Written by Hayley in Main Meals

Lydia and I are mad about Middle Eastern cuisine at the moment and when I went to visit Lyds this weekend, she cooked up this delight! It’s a recipe from Yotam Ottolenghi for lahmacun which is a version of the classic Lebanese pizza popular throughout the Middle East. Once you’ve made the dough, this is a quick and easy dish to make. We swapped the beef mince for lamb and drizzled some extra tahini dressing over the pizza to serve.


Serves 2

For the topping:
250g minced lamb
1 medium onion, finely chopped
1¼ tsp salt
1½ tsp ground cinnamon
1½ tsp ground allspice
½ tsp red chilli flakes
25g flat-leaf parsley chopped
2 tbsp pomegranate molasses
1½ tbsp sumac
3 tbsp tahini
25g pine nuts

1 large flat bread/pizza dough (see Yotam’s recipe for how to make this and for the full recipe)
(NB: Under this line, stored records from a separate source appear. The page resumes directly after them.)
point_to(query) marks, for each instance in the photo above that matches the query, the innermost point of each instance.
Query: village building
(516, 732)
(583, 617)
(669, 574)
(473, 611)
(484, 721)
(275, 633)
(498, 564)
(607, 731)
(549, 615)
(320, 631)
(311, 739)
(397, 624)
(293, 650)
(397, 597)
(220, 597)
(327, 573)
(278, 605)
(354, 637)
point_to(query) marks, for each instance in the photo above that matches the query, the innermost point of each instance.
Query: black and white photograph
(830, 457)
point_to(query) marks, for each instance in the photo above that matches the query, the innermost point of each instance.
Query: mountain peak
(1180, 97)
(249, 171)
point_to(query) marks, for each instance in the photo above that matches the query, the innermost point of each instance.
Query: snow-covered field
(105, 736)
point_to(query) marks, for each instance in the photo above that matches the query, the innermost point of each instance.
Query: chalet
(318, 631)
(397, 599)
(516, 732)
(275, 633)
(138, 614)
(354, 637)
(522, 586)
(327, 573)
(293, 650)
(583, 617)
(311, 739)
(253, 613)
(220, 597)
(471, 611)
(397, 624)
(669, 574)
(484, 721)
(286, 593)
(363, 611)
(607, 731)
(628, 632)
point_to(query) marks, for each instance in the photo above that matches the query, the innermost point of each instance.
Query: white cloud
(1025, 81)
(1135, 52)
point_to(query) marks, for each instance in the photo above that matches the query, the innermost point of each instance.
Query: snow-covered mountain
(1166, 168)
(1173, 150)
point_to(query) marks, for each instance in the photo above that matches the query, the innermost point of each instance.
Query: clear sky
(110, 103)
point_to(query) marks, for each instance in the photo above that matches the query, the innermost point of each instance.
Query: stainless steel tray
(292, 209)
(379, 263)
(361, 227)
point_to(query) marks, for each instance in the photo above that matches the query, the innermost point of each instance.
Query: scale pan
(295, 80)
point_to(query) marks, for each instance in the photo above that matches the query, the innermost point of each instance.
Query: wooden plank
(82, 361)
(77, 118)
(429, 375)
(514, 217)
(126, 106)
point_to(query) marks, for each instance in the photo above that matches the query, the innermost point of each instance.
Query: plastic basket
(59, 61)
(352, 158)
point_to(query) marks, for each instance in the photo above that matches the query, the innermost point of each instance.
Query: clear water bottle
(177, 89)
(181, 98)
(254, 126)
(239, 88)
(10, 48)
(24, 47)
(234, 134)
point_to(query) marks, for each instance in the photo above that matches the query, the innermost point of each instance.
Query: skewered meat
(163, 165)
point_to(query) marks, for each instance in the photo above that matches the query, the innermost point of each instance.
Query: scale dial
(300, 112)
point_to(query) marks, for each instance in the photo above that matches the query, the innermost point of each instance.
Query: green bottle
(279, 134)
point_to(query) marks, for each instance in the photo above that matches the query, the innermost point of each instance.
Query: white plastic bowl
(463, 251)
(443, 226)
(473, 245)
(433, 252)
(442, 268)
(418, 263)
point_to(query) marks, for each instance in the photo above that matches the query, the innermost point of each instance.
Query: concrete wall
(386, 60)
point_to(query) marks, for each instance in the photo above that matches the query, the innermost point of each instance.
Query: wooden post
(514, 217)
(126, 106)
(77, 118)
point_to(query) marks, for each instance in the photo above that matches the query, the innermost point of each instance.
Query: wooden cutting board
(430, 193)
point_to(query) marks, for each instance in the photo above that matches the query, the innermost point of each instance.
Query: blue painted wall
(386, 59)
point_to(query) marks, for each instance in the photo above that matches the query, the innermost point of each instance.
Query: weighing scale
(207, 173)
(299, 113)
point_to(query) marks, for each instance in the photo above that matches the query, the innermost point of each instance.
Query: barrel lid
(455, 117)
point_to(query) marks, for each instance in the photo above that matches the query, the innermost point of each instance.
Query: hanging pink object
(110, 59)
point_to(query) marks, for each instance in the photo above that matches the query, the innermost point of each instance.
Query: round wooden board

  1. Preheat the oven to 210°C
  2. Put all of the topping ingredients in a large bowl, apart from the tahini, pine nuts and lemon juice. Mix well with your hands and refrigerate.
  3. Spread the tahini onto the flat bread.
  4. Spread the filling so it evenly so it covers the flat bread fully. Sprinkle over the pine nuts and place in the oven for 12 to 15 minutes or until just cooked.